Fliesstext Die KomSofo als Antwort auf die Veränderung der Industriegesellschaft
   
Die modernen Naturwissenschaften entstanden in Europa in Koevolution mit den typographischen Medien. Ihr Realtiätsbegriff: visuell wahrnehmbare und nach abstrakten Kriterien meßbare Umwelt – ihre Ziele: allgemeingültige Aussagen/ Gesetzen sowie ihre methodischen Prinzipien: Fixierung in Schrift, Zahl und bestimmten Formen von Bildern, Kontextunabhängigkeit, Überprüfbarkeit von Jedermann u.a. tragen den Erfordernissen interaktionsarmer Massenkommunikation Rechnung. Auch die später entstandenen Sozialwissenschaften übernahmen dieses Ideal. Es war beim damaligen Stand der Medienentwicklung praktisch die einzig geeignete Form, um im Maßstab größerer Gesellschaften (Nationen) Wissen zu akkumulieren, zu überprüfen und möglichst verlustarm und breit zu verteilen.
Eine zeitgemäße Wissenschaft wird ihre Programme an die Möglichkeiten neuer Kommunikationsformen und elektronischer Medien anpassen. Insbesondere wird sie der wachsenden Bedeutung rückkopplungsintensiver Vernetzung bei der Wissensschöpfung und –verbreitung Rechnung tragen.
Die kommunikative Sozialforschung stellt sich genau diese Aufgabe. Sie ist auf elektronische Aufzeichnungsgeräte von Ton- und Bild von Anbeginn angewiesen. Sie fängt an, die elektronischen Speicher und Netze einzusetzen. Vor allem jedoch, orientiert sie sich nicht mehr ausschließlich und nicht in erster Linie an den Idealen und Werten, die die neuzeitliche Wissenschaft in den vergangenen 500 Jahren entwickelt und zum Maßstab genommen hat. Vielmehr geht sie davon aus, dass nicht nur ein zufälliger, sondern ein funktionaler, struktureller, dynamischer und genetischer Zusammenhang zwischen der traditionellen Wissenschaft und der Form der Arbeitsteilung, Technik und Kommunikation der Gesellschaftsformation besteht, die sie hervorgebracht hat. Die neuzeitliche Wissenschaft ist Kind und Voraussetzung standardisierter Warenproduktion und der industriellen Massenkommunikation, die durch die Vernetzung von Buchdruck, Informationsverbreitung über den freien Markt, durch Theorien visueller Erkenntnis und ihrer bildhaften und standardsprachlichen Beschreibung seit der Wende zum 16. Jh. möglich wurde. Die Wahrnehmungs- und Beschreibungstheorie des Buchdruckzeitalters löste das Problem interaktionsfreier Informationsverarbeitung in großen sozialen Systemen. Sie macht die Wiederholung von (visuellen) Wahrnehmungen und die Parallelverarbeitung von Informationen zwischen Menschen möglich, die sich nicht von Angesicht zu Angesicht gegenüberstehen und die keine Möglichkeit zu Nachfragen haben. Wer sich an die standardisierten Wahrnehmungs- und Darstellungsprogramme hält, kann allein auf das Medium Druck vertrauend, also im einseitigen monomedialen Informationstausch, Erfahrungen und Gedankengänge des Gegenübers wiederholen. Hierin liegt ihre welthistorische Leistung – und ihre Grenze, die gerade in unserer Gegenwart merklich wird.

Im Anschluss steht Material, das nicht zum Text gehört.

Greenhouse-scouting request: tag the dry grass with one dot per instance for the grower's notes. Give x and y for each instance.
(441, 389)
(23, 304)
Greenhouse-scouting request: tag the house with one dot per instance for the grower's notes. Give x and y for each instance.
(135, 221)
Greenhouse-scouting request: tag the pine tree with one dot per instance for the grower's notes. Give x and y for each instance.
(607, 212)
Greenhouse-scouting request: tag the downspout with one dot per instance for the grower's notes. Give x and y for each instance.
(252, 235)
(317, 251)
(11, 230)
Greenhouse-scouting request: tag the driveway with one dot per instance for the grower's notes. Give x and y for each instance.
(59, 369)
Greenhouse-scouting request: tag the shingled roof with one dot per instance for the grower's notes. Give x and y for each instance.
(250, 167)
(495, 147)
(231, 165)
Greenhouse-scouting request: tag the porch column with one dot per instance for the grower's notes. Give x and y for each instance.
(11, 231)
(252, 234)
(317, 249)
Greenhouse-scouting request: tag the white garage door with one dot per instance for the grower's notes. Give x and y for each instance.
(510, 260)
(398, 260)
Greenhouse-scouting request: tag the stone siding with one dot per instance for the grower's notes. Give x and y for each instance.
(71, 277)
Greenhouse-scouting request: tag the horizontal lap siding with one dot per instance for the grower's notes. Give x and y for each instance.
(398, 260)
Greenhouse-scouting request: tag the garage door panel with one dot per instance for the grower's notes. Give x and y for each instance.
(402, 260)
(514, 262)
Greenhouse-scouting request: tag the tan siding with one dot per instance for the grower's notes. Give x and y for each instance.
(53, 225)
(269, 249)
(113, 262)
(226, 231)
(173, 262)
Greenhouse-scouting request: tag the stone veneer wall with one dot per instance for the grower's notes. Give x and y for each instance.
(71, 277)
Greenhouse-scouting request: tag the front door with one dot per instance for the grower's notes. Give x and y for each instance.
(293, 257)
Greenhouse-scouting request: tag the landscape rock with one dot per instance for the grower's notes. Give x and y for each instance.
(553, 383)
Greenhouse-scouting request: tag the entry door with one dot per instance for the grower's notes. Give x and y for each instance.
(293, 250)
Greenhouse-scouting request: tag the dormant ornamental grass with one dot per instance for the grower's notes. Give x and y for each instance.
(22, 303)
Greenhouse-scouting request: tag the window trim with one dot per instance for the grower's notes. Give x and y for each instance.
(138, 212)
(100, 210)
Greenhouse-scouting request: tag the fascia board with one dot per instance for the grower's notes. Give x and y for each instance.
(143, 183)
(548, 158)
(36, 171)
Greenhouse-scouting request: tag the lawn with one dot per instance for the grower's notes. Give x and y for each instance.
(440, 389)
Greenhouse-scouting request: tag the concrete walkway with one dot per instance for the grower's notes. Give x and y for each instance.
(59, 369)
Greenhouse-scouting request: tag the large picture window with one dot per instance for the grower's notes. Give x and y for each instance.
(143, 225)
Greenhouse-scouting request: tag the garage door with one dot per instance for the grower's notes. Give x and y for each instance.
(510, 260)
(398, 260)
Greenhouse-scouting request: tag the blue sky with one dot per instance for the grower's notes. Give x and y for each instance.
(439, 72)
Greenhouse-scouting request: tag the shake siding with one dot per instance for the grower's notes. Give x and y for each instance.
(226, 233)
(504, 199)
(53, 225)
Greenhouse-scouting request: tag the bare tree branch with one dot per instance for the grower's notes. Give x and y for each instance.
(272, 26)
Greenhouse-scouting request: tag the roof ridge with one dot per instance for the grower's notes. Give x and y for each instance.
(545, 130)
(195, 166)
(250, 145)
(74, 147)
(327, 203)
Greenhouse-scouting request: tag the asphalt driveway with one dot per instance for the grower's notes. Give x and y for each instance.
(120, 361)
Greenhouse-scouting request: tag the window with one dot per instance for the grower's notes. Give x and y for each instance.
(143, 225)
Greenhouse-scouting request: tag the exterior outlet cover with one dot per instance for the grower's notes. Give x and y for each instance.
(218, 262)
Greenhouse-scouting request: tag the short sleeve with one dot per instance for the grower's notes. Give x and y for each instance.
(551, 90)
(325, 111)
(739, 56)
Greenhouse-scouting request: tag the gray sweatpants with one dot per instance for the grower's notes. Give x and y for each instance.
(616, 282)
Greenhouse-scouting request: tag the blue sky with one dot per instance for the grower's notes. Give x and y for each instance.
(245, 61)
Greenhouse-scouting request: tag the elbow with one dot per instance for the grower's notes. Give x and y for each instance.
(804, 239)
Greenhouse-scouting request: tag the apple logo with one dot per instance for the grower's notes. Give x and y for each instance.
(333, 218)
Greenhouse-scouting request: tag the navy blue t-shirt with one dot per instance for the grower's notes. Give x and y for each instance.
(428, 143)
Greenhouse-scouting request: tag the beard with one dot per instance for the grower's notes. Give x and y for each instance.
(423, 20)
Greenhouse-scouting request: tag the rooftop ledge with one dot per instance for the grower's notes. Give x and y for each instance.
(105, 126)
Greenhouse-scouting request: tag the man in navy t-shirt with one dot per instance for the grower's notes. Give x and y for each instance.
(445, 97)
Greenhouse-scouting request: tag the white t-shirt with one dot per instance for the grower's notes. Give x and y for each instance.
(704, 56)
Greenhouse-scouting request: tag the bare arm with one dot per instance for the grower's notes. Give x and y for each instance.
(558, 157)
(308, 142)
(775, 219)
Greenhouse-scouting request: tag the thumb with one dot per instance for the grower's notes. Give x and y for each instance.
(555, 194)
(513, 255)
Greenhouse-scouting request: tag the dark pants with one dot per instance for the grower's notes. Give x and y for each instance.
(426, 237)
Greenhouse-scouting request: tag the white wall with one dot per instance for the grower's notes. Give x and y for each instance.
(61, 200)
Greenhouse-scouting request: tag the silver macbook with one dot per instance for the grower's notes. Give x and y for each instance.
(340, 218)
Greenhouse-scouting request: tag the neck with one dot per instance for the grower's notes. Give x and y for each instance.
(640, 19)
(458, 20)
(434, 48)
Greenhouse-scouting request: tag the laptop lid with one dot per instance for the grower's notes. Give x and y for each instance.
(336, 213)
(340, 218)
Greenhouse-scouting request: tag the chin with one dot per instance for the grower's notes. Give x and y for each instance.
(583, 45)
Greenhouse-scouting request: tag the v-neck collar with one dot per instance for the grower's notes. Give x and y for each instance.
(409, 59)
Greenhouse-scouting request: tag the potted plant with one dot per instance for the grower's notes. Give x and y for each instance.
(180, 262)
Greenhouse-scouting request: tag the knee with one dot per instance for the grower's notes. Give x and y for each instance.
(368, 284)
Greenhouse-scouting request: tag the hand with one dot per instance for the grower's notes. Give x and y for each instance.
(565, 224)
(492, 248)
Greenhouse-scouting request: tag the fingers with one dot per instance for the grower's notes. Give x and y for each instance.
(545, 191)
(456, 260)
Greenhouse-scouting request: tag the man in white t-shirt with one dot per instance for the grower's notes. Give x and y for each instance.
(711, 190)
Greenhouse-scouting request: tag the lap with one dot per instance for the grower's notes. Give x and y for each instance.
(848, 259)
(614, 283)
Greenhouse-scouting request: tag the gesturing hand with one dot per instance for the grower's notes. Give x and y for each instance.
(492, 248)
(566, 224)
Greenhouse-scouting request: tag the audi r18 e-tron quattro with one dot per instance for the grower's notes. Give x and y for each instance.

Zum erstenmal eröffnet sich gegenwärtig in der Kulturgeschichte die Möglichkeit, rückkopp-lungsintensive Formen der Informationsverarbeitung und Kommunikation in allen Phasen technisch zu verstärken. Die neuen elektronischen Netze lösen im Verein mit Programmen das Problem interaktionsintensiver Informationsverarbeitung im globalen Maßstab.